Wagner's top leaders often conduct spiritual warfare campaigns against the demons that block the acceptance of their brand of Christian belief, such as 'Operation Ice Castle' in the Himalayas in 1997. Several of their top prophets and generals of intercession spent weeks in intensive prayer to "confront the Queen of Heaven." This queen is considered by them to be one of the most powerful demons over the earth and is the Great Harlot of Mystery Babylon in Revelation. (The "Great Harlot [or 'whore'] of Mystery Babylon" theme also figures prominently in the sermons of Texas megachurch pastor and Christians United For Israel founder John Hagee, former endorser of John McCain's 2008 presidential bid.) Wagner and his group also claim that the Queen of Heaven is Diana, the pagan god of the biblical book Ephesians and the god of Mary veneration in the Roman Catholic Church. Following the 'Operation Ice Castle' prayer excursion which included planting a flag for Jesus on Mt. Everest, one of the lead prayer intercessors from the excursion, Ana Mendez, reported that there had been dramatic results including, "millions have come to faith in Asia... and other things happened which I believe are also connected...an earthquake had destroyed the basilica of Assisi, where the Pope had called a meeting of all world religions; a hurricane destroyed the infamous temple 'Baal-Christ' in Acapulco, Mexico; the Princes Diana died... and Mother Theresa died in India, one of the most famous advocates of Mary as Co-Redeemer."
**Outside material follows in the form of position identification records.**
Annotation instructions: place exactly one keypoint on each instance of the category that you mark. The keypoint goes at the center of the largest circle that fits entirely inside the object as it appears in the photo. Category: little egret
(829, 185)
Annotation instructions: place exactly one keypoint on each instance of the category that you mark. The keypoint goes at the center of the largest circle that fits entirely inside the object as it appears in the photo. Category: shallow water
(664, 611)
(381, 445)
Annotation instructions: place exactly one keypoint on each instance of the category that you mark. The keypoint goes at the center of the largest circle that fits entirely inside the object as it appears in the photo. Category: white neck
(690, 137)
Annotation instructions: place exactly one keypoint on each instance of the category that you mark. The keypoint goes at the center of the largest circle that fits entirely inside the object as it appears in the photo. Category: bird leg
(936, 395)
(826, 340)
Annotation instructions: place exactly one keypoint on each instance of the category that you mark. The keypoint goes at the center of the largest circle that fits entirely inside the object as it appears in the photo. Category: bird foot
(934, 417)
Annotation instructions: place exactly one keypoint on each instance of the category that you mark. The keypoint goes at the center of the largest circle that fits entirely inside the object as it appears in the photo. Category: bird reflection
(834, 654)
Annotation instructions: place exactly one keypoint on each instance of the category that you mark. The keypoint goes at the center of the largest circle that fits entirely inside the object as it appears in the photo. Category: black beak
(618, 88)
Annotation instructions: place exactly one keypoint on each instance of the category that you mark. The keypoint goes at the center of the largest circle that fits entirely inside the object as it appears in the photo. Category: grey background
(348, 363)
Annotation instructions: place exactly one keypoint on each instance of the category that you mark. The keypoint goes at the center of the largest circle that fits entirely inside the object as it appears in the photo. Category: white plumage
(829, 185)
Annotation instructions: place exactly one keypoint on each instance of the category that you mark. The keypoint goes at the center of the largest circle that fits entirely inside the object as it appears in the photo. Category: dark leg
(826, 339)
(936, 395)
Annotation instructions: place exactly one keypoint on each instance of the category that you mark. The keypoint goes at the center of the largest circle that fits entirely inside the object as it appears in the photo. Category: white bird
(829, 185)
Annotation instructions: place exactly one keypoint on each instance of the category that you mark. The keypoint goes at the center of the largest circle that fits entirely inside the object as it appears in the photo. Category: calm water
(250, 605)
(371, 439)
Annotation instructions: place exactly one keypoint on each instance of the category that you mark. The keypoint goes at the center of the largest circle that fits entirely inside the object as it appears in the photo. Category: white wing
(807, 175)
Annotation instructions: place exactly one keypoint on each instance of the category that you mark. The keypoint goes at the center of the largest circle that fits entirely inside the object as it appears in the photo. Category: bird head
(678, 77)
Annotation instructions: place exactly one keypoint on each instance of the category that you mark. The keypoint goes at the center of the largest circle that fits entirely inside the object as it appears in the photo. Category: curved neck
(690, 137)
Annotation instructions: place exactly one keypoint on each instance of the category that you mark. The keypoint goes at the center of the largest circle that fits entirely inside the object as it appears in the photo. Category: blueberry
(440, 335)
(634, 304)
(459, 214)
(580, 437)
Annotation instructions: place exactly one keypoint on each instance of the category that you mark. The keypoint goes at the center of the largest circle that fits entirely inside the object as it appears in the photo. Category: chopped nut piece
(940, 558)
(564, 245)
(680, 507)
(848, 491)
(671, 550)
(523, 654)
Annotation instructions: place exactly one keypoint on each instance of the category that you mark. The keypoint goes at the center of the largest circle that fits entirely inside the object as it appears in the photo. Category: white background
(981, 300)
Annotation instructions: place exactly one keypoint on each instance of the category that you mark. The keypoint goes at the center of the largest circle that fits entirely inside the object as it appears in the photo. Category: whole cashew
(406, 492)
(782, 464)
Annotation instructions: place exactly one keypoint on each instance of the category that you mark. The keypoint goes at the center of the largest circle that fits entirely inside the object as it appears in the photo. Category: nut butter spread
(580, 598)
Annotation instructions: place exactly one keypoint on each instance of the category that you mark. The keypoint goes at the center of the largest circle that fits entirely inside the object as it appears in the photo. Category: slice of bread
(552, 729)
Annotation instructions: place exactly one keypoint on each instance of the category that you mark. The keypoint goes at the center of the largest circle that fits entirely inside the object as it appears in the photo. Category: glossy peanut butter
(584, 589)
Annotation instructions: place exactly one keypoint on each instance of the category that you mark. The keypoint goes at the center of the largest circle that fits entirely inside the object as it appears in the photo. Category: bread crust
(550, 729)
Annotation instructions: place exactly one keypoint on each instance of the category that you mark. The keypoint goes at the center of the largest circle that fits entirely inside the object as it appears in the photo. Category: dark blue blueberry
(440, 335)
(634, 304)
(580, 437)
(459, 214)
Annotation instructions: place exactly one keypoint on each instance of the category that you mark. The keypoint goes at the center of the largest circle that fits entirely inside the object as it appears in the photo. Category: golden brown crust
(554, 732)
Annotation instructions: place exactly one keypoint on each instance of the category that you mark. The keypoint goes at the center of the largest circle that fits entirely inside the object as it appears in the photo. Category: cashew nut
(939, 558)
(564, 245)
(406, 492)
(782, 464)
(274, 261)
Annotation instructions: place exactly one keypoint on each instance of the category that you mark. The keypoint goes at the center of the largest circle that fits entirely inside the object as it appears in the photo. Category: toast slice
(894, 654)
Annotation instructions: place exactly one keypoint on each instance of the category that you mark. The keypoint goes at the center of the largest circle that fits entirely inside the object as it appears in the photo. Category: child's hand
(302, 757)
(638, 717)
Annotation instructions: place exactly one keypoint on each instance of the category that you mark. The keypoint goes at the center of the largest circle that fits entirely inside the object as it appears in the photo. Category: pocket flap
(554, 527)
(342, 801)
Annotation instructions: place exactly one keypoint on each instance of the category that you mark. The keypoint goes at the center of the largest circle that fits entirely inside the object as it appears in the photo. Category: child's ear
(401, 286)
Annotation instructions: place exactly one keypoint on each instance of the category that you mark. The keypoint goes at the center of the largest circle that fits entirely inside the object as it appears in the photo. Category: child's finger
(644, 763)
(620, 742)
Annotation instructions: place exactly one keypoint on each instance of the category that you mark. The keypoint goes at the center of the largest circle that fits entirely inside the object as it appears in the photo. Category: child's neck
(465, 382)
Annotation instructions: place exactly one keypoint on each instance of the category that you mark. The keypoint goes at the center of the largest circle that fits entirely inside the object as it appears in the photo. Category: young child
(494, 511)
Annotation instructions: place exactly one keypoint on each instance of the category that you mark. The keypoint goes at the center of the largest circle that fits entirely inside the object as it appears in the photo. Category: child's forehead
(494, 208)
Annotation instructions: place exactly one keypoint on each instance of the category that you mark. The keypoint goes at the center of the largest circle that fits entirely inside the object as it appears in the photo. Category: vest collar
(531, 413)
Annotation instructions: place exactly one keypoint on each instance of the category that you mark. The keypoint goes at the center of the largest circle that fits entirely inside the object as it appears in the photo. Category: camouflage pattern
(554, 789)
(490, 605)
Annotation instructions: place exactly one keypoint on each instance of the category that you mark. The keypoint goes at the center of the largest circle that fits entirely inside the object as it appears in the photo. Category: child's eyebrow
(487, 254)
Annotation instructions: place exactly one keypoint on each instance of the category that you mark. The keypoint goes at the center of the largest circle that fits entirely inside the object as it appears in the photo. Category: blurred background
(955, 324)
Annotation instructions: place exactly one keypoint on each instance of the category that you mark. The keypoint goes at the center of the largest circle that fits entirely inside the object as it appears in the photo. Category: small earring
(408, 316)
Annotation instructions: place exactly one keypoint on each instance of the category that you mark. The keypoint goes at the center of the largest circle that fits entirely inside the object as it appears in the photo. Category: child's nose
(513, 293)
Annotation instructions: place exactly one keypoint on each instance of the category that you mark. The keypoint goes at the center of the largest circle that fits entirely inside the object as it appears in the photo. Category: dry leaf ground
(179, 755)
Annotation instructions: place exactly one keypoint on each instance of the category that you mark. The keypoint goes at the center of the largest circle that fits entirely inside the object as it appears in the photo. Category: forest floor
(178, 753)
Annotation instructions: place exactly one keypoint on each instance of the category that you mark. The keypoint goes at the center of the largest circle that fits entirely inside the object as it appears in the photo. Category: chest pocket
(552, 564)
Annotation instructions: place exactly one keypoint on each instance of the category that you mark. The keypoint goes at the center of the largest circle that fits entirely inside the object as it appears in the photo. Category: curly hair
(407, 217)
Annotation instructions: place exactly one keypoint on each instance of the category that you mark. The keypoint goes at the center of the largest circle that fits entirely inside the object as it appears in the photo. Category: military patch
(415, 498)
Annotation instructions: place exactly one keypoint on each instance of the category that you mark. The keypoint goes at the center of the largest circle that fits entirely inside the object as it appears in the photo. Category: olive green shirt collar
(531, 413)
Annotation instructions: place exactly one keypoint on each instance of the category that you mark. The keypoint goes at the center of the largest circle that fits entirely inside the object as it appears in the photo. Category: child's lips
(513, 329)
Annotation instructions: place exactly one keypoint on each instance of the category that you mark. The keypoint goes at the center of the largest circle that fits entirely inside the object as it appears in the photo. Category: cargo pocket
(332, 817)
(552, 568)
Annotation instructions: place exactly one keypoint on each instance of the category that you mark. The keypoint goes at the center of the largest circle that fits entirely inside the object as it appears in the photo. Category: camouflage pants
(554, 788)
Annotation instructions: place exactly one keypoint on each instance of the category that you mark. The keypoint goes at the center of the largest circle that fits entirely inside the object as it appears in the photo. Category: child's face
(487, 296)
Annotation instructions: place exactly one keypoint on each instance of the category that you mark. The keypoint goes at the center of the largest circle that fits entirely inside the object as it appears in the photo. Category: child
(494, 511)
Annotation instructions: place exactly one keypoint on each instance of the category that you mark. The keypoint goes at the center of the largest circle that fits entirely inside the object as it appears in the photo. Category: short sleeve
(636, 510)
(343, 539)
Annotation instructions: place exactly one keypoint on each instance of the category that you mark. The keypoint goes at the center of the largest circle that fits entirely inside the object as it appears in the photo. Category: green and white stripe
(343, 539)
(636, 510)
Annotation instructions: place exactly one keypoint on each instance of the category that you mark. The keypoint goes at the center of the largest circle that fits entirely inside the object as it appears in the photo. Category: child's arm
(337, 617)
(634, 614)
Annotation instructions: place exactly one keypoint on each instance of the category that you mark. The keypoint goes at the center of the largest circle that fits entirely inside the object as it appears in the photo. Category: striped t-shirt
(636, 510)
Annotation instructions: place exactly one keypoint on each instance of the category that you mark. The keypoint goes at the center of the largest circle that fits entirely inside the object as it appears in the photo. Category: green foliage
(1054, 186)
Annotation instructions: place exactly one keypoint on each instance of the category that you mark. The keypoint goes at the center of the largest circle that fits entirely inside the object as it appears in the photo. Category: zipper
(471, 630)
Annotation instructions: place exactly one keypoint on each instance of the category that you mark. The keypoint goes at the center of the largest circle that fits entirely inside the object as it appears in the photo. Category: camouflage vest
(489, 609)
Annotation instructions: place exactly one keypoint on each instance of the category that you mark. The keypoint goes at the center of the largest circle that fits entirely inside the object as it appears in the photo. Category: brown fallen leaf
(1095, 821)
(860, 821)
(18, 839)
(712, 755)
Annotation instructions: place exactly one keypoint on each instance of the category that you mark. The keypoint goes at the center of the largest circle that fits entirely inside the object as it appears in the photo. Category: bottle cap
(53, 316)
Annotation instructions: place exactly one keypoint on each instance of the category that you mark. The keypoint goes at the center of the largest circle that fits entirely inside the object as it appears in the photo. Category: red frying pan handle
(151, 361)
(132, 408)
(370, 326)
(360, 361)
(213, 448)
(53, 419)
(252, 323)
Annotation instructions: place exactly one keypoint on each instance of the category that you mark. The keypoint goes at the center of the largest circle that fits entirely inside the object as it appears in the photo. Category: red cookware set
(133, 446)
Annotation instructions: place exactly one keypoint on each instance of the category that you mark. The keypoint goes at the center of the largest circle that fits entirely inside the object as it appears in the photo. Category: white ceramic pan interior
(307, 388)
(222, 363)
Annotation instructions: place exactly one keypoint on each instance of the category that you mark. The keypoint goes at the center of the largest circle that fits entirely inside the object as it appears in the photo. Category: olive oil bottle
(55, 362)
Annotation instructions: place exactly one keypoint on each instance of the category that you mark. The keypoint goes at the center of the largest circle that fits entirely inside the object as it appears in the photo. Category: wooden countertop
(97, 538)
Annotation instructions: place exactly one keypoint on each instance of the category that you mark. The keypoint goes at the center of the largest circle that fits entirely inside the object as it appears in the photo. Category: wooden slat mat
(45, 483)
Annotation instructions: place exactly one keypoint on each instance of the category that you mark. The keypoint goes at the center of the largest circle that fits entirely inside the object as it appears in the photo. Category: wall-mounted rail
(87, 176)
Church of the Rock, led by Senior Pastor David Pepper, has taken their youth to participate in 'The Call, Nashville.' This event is held at various locations around the country under the leadership of Lou Engle, also featured in the movie "Jesus Camp." At these events youth are worked into a frenzy of anger and consternation at supposed national moral corruption. Engle, who shuffles while he preaches in imitation of Jewish prayer, is featured toward the end of the "Jesus Camp" video documentary.
Mike Rose, senior pastor of Juneau Christian Center has a long relationship with Rodney Howard -Browne, credited with being the instigator of the outbreak of 'Holy Laughter' around the world, including the Toronto Airport Revival.
The Third Wave movement is cross-denomination and is not synonymous with any specific denomination, nor is it synonymous with Evangelical or Fundamentalist. Although the movement emerged from Pentecostalism, it draws its support from a variety of denominations and religious streams. They believe they are forming a post-denominational church to take the world for the end times. To date, all of the writing and objections to this movement have emerged from other Evangelicals and Fundamentalists who believe the movement to be unbiblical. Also, it is other conservative churches that refuse to embrace the 'outpouring of the Spirit' that are targets of much of the anger of the movement.